Cassadaga is a community for spiritualists in central Florida, with over 100 psychics in residence. It is one stop on the rambling journey through America that Conor Oberst recounts on this sprawling album. He visits the town to “commune with the dead” as he sings in “Four Winds.” The band, now featuring three permanent members along with a parade of prominent guest stars, has made their most mature album to date.

Oberst was exhausted after a two year whirlwind in which he was a part of the Vote for Change tour, and released two acclaimed albums. After taking some time to renew his spirit, he made producer Mike Mogis and trumpet and piano player Nate Walcott permanent members of Bright Eyes, as if to take some of the spotlight off himself. Together they have created some fascinating musical settings for Oberst’s brilliant lyrics.
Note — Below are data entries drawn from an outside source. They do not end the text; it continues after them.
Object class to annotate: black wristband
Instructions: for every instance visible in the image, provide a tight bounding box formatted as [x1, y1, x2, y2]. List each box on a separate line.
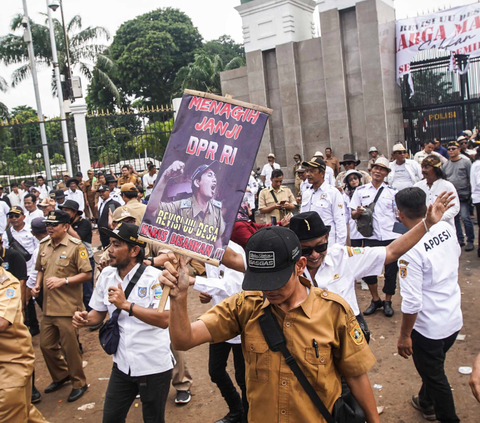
[147, 257, 154, 266]
[129, 302, 135, 316]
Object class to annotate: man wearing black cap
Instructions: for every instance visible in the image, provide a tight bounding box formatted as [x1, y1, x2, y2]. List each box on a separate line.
[50, 189, 67, 209]
[59, 200, 94, 310]
[160, 226, 381, 422]
[31, 210, 92, 403]
[301, 156, 347, 245]
[73, 223, 173, 423]
[66, 178, 85, 212]
[336, 154, 371, 190]
[153, 160, 225, 249]
[97, 186, 122, 248]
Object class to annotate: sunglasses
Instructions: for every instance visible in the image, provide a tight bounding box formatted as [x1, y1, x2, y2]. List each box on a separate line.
[447, 147, 458, 151]
[301, 242, 328, 257]
[45, 222, 60, 227]
[7, 214, 21, 219]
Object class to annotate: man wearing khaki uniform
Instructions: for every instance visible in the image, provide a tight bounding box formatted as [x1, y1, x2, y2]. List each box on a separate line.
[258, 169, 296, 223]
[31, 210, 92, 402]
[0, 267, 47, 422]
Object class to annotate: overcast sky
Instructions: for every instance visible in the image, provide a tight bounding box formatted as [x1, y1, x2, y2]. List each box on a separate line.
[0, 0, 477, 117]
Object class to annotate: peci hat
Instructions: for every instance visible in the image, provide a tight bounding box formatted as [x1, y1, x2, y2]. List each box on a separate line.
[112, 207, 136, 223]
[66, 178, 79, 187]
[49, 190, 66, 200]
[302, 156, 326, 170]
[340, 153, 361, 166]
[371, 157, 391, 172]
[58, 200, 82, 215]
[44, 210, 70, 224]
[8, 206, 24, 216]
[191, 161, 220, 183]
[343, 169, 363, 184]
[392, 143, 407, 153]
[97, 185, 110, 193]
[242, 226, 301, 291]
[100, 222, 146, 247]
[120, 182, 138, 193]
[368, 146, 378, 153]
[31, 217, 47, 234]
[290, 211, 330, 242]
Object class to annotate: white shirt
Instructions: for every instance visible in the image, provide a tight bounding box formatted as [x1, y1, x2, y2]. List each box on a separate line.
[245, 175, 258, 209]
[343, 193, 362, 240]
[325, 166, 335, 187]
[143, 173, 157, 197]
[301, 181, 347, 245]
[89, 264, 174, 377]
[414, 150, 447, 166]
[414, 178, 459, 229]
[350, 182, 400, 241]
[7, 190, 23, 207]
[398, 221, 462, 340]
[193, 241, 245, 344]
[25, 208, 43, 227]
[471, 160, 480, 204]
[300, 179, 311, 194]
[66, 189, 85, 212]
[261, 162, 281, 188]
[388, 159, 422, 191]
[110, 188, 125, 206]
[303, 244, 386, 316]
[0, 201, 10, 234]
[26, 245, 40, 289]
[37, 184, 51, 200]
[2, 224, 39, 275]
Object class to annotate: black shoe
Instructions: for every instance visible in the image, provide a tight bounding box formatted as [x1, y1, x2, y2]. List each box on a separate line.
[215, 410, 244, 423]
[67, 385, 88, 402]
[29, 326, 40, 337]
[466, 242, 474, 252]
[363, 299, 383, 316]
[460, 241, 466, 247]
[411, 395, 436, 421]
[175, 390, 191, 404]
[31, 386, 41, 404]
[383, 301, 394, 317]
[45, 376, 70, 393]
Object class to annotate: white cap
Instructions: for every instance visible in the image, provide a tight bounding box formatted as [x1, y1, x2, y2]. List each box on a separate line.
[267, 153, 275, 159]
[313, 151, 324, 157]
[372, 157, 391, 172]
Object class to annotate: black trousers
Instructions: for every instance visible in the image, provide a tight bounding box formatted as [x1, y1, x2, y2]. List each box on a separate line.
[474, 203, 480, 253]
[25, 297, 39, 329]
[362, 239, 398, 296]
[209, 342, 248, 418]
[411, 330, 460, 423]
[103, 364, 172, 423]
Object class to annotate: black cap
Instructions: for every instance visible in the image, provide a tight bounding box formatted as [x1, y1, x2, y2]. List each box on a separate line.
[24, 180, 34, 188]
[302, 156, 326, 170]
[242, 226, 301, 291]
[97, 184, 110, 193]
[8, 206, 24, 215]
[58, 200, 82, 215]
[66, 178, 79, 187]
[100, 222, 146, 247]
[50, 190, 66, 200]
[105, 175, 117, 183]
[191, 161, 220, 184]
[31, 217, 47, 234]
[44, 210, 70, 224]
[340, 153, 360, 166]
[290, 211, 330, 242]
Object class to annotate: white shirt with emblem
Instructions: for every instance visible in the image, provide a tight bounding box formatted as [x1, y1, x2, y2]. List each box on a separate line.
[414, 178, 460, 229]
[3, 224, 39, 275]
[302, 244, 386, 316]
[349, 182, 400, 241]
[398, 221, 462, 340]
[301, 181, 347, 245]
[89, 264, 174, 377]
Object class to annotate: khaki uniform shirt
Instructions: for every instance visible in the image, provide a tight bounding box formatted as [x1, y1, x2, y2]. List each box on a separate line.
[117, 174, 141, 187]
[258, 186, 296, 222]
[124, 200, 147, 226]
[0, 269, 35, 388]
[35, 234, 92, 317]
[325, 156, 340, 176]
[200, 277, 376, 423]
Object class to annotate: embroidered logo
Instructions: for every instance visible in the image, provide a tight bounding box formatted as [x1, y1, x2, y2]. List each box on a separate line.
[138, 287, 147, 298]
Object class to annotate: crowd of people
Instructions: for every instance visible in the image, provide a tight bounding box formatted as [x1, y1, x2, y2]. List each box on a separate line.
[1, 137, 480, 423]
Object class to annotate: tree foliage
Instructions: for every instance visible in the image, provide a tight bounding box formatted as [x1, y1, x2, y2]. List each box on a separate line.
[128, 119, 172, 158]
[202, 35, 245, 66]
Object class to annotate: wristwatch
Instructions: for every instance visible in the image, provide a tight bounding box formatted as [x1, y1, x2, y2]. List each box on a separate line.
[147, 257, 154, 266]
[65, 278, 69, 285]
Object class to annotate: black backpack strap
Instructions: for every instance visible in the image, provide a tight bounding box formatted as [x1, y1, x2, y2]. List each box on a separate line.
[270, 189, 279, 203]
[124, 264, 147, 300]
[259, 305, 336, 423]
[6, 227, 13, 245]
[371, 186, 384, 212]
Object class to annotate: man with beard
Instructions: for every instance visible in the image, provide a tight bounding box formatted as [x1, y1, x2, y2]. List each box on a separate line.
[72, 223, 173, 423]
[153, 161, 225, 250]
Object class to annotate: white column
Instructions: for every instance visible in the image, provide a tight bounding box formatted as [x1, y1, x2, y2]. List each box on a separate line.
[70, 99, 91, 177]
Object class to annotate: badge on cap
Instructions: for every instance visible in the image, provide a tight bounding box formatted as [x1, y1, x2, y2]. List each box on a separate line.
[248, 251, 275, 268]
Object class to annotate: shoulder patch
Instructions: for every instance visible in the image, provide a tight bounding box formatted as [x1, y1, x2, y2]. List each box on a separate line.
[180, 199, 191, 209]
[348, 318, 364, 345]
[356, 186, 367, 191]
[40, 236, 50, 244]
[69, 237, 81, 245]
[212, 199, 222, 208]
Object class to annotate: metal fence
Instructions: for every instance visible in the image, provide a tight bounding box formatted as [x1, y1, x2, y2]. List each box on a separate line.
[86, 106, 174, 174]
[402, 54, 480, 152]
[0, 117, 77, 187]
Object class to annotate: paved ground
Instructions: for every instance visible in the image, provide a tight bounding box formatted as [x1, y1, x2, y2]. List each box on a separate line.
[32, 230, 480, 422]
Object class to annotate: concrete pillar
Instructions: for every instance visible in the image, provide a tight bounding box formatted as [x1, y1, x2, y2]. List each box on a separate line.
[70, 99, 91, 178]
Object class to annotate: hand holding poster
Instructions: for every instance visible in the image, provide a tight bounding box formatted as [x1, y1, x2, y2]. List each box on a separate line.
[140, 90, 272, 266]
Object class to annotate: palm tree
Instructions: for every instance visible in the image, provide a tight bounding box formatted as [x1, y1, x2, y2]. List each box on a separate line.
[174, 54, 244, 96]
[0, 76, 8, 120]
[0, 13, 120, 101]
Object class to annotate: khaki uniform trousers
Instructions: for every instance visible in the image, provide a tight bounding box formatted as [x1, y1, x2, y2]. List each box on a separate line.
[0, 379, 48, 423]
[40, 315, 86, 389]
[171, 348, 193, 391]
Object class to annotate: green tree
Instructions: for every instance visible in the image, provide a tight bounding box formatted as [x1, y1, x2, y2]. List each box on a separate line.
[202, 35, 245, 66]
[0, 14, 119, 100]
[108, 8, 203, 106]
[0, 76, 8, 120]
[174, 54, 244, 95]
[402, 70, 453, 107]
[51, 152, 65, 164]
[128, 119, 172, 159]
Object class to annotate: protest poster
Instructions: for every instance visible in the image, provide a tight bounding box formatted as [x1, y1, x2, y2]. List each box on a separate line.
[139, 89, 272, 266]
[396, 3, 480, 94]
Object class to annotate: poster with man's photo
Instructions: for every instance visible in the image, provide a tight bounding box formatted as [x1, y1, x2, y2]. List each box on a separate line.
[140, 90, 271, 265]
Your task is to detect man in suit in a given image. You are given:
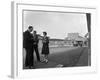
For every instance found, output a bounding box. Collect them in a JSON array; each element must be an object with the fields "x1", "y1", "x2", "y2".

Cassadaga is an album about America, its history, and our apparent failure to learn from it. The theme is laid out in the opening track, “Clairaudients (Kill Or Be Killed)”: “Future Markets, Holy Wars/Been tried ten thousand times before/If you think God is keeping score, Hooray!”

Though the album is steeped in apocalyptic imagery and at times takes some very dark turns, it is not without hope that somehow love will save us all, as in “Make A Plan to Love Me”: “When you are young the world is a Ferris wheel/I know we will grow old it is lovely, still/Make a plan to love me sometime soon.”

“If The Brakeman Turns My Way” is the track I’ve returned to several times, but there is much to be discovered with repeated listening throughout.